Our problem was to find a proxy of information that contained both general characteristics of households and mortality data. For that purpose we used data from a Randomized Controlled Trial (RCT) in the form of surveys that targeted the exact same population.
The first phase of the project was inferential in nature: identify questions that relate to child mortality. The main challenge of the project lied in the data:
- pretty small data (6700 data points, one data point being a survey)
- pretty fat data (361 base features, one feature being one question)
- extremely unbalanced classes (5.33% minority class, minority class being child death)
- very low signal (almost all questions were categorical in nature, yes/no kind of question, Likert scales when we were lucky)

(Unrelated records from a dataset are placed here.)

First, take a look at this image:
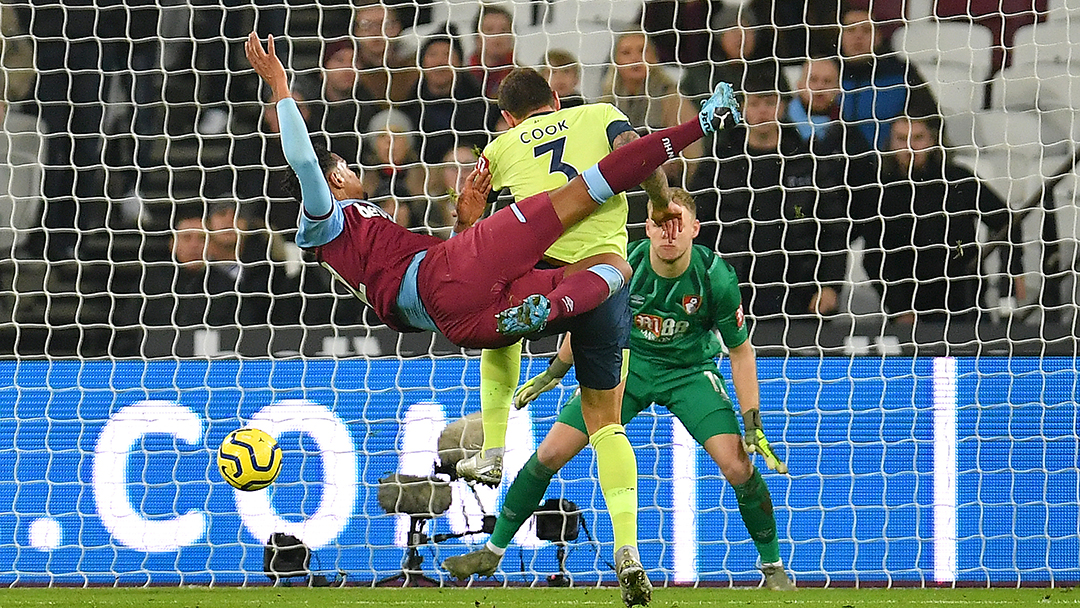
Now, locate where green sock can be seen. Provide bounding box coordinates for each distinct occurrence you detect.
[488,451,555,549]
[732,467,780,564]
[480,342,522,454]
[589,424,637,551]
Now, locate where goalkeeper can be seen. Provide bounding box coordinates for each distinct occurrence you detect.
[245,33,740,352]
[443,189,794,590]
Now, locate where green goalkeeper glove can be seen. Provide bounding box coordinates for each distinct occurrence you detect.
[514,356,573,409]
[743,408,787,473]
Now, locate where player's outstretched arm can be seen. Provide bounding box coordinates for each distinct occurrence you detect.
[611,131,672,207]
[244,31,334,226]
[728,340,787,473]
[244,31,293,104]
[454,166,491,234]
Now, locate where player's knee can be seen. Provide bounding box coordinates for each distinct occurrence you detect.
[717,449,754,486]
[537,437,588,471]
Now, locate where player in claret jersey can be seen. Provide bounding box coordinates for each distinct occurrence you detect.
[443,189,794,590]
[245,33,740,348]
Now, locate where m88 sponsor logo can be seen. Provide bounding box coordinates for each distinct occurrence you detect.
[634,314,690,342]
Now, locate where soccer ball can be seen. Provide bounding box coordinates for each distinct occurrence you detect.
[217,429,281,491]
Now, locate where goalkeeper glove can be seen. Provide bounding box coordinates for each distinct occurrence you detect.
[514,356,573,409]
[743,408,787,473]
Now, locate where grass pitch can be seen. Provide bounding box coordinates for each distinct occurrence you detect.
[0,586,1080,608]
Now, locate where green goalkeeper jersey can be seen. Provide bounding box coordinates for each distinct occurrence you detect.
[627,240,748,368]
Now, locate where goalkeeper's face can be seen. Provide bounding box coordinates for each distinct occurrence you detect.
[645,206,701,262]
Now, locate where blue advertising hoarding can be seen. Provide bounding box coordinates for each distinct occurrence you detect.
[0,357,1080,583]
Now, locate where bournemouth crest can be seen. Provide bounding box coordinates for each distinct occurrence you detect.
[683,294,701,314]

We run each single feature through a separate statistical test: Chi-squared vs ANOVA depending upon the nature of the feature (categorical vs quantitative), and reported the resulting p-values. We chose to set significance at 0.1, which is pretty common in these kind of low signal scenarios, but corrected for the number of tests we run using a simple Bonferroni correction.

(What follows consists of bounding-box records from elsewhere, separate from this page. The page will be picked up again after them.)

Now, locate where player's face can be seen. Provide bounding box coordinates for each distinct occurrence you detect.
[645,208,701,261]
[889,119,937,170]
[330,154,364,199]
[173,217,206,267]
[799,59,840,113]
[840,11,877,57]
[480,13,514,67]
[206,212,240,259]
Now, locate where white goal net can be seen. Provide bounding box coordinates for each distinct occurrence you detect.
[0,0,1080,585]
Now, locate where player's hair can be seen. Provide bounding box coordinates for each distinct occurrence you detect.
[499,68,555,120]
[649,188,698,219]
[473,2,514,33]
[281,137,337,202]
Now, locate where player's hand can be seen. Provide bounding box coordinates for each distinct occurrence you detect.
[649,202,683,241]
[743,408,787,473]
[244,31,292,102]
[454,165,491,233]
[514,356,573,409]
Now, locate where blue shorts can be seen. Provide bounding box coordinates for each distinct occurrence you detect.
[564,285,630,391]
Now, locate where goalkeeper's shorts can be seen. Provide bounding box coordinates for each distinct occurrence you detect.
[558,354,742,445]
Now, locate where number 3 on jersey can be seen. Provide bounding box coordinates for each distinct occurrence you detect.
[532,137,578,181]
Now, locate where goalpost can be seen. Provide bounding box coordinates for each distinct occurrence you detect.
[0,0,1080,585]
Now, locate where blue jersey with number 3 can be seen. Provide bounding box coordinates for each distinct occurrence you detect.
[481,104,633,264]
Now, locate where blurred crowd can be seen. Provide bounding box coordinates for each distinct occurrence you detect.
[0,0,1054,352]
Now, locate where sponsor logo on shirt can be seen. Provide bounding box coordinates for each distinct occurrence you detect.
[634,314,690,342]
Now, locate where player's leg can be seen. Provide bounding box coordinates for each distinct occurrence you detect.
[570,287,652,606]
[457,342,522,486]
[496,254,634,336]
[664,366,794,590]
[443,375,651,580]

The resulting set of 40 some features were further passes through:
- sanity check: do the results make sense?
- reality check: if the results make sense, can Living Goods collect these data on the field?

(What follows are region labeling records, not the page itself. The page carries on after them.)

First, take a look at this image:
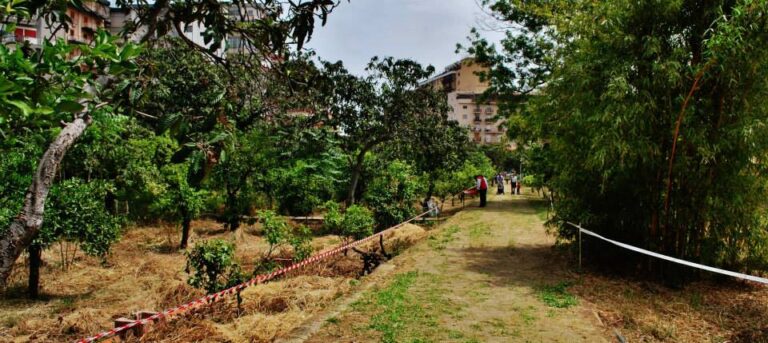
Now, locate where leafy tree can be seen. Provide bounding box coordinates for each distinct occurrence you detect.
[213,128,279,231]
[390,114,470,204]
[464,1,768,281]
[186,239,245,294]
[151,162,207,249]
[435,151,496,198]
[272,120,345,215]
[0,23,141,286]
[363,161,425,228]
[320,58,445,204]
[254,210,312,274]
[28,179,123,298]
[341,205,376,239]
[323,201,376,239]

- double check for statistical significance: deviance analysis, where we basically fit as many simple logistic regression as there are significant features that survived the sanity and reality check and compared the resulting deviance to the one of the same model only after shuffling the predictor variable. That was aimed at answering the question: apart from the statistical significance, do we see some real predictive power in the feature?
The second phase of the project was the model fitting. We had to deal with the very high unbalance and tried the following approaches for that:
- oversample the minority class: that has the drawback that we are basically duplicating our positive outcomes, and thus reducing the variance of that population. And the variance is our signal.
- undersample the majority class: It preserves all the signal in the minority class, but it throws away data, and we don't have many of it in the first place.
We fit Random Forests, Ada- and Gradient-Boosting and SVM. We also extended the Bagging algorithm to implement a Balanced Bagging version of it, where basically between the bootstrap sampling and the actual model fitting, an over-/undersampling of the bootstrapped data set takes place.
Not surprisingly at the end Gradient Boosting was the best performer. With it we were able to achieve 0.75 AUC ROC score. Our recall was 0.82, with a False Positive Rate of 0.43. We weren't so much concerned with the high FPR, because Living Goods is going to still visit all households even if a scoring model will classify them as low risk. What we were focused on was achieving high specificity, and 0.82, compared to the 0.053 baseline without any predictor is very satisfactory to begin with. Back to the was not surprisingly: with a very low signal data set, any algorithm that is able to learn slowly and progressively correct prediction errors step-by-step, sounds very much like one that has a better chance at performing well among those tried, as opposed to algorithms that fit very deep decision trees, like random forests.
Future work would imply trying to use an anomaly detection framework to handle the very high unbalance: in the literature there are very interesting references to isolation forests, where many random forest are fitted and the output one's interested in is the average number of branches that are necessary to perfectly isolate any data point. The hope is that minority class instances will have a significantly higher average path length.